Furthermore, there's another 'combining-large&comparable-numbers-with-different-signs'-issue in the algorithm. The various 'sc' values in subsequent cycles of the iteration over the edges of the polygon effectively combine into a final number that is (much) smaller than the individual sc(i) are. (if you have a convex polygon you will find that there is one contiguous sequence of positive values, and one contiguous sequence of negative values, in non-convex polygons the negatives and positives may be intertwined).

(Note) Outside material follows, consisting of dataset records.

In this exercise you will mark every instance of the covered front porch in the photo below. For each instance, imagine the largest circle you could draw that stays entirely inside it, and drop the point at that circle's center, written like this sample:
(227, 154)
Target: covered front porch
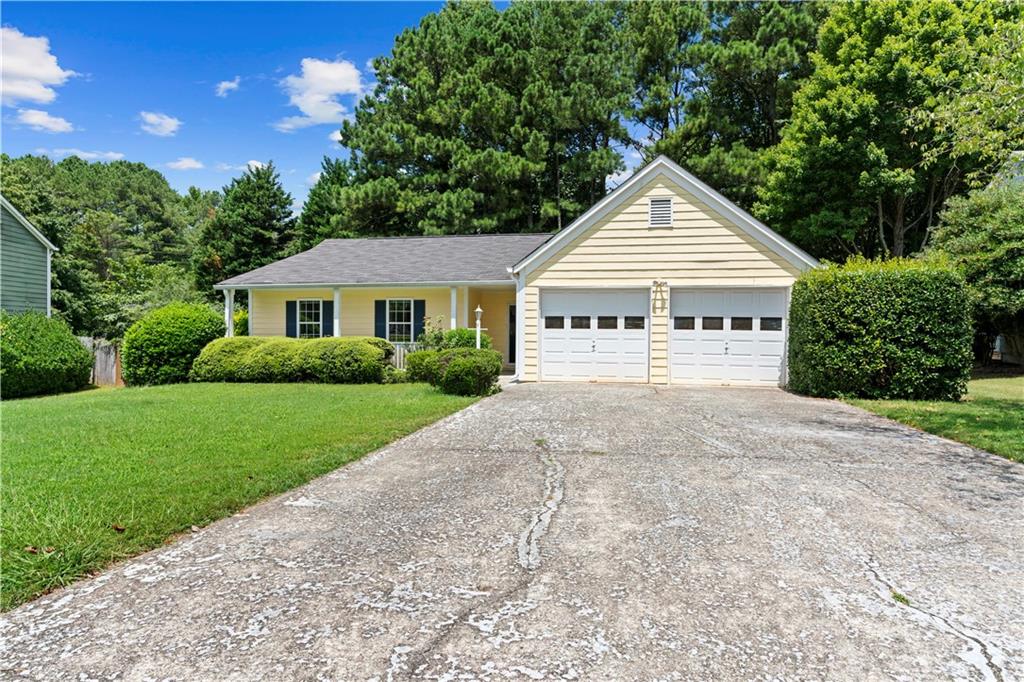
(397, 313)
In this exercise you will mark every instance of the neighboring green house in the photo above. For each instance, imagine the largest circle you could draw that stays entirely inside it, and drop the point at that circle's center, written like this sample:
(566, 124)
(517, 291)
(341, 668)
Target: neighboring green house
(25, 263)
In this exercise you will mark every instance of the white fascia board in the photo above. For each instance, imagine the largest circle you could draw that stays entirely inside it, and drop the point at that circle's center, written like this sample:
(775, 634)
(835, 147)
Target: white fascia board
(751, 225)
(28, 225)
(375, 285)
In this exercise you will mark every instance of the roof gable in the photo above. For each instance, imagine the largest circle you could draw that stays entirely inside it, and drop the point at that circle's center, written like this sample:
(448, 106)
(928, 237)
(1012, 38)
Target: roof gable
(674, 173)
(25, 223)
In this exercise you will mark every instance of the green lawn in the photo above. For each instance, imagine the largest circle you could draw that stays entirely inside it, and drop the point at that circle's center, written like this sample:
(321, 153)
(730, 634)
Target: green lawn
(92, 477)
(991, 417)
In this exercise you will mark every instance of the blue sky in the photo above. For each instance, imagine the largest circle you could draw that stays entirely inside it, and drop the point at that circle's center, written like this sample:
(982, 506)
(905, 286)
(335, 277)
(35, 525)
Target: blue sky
(140, 82)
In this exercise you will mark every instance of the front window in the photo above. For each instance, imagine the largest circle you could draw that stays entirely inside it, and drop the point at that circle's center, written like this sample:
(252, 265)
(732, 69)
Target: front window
(309, 318)
(399, 320)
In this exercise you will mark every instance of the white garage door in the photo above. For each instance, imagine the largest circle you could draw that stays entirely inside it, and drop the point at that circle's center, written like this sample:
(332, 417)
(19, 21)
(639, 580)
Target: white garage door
(594, 336)
(728, 337)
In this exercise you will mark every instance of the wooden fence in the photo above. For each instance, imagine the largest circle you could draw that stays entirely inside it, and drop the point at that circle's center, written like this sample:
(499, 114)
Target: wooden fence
(105, 361)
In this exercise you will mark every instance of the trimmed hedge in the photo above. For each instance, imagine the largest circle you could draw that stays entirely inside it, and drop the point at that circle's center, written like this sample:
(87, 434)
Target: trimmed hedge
(40, 355)
(273, 359)
(160, 347)
(457, 371)
(423, 366)
(894, 329)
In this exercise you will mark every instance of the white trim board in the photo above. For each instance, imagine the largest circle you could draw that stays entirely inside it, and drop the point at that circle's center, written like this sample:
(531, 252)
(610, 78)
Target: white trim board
(663, 165)
(28, 225)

What the algorithm is doing, effectively, is computing the area of the polygon by adding areas of triangles spanned by the edges and the origin, where some of the terms are negative (whenever an edge is traversed clockwise, viewing it from the origin) and some positive (anti-clockwise walk over the edge).
You get rid of ALL the loss-of-precision issues by defining the origin at one of the polygon's corners, say (lx,ly) and then adding the triangle-surfaces spanned by the edges and that corner (so: transforming lon to (lon-lx) and latp to (latp-ly) - with the additional bonus that you need to process two triangles less, because obviously the edges that link to the chosen origin-corner yield zero surfaces.
For the area-part that's all. For the centroid-part, you will of course have to "transform back" the result to the original frame, i.e. adding (lx,ly) at the end.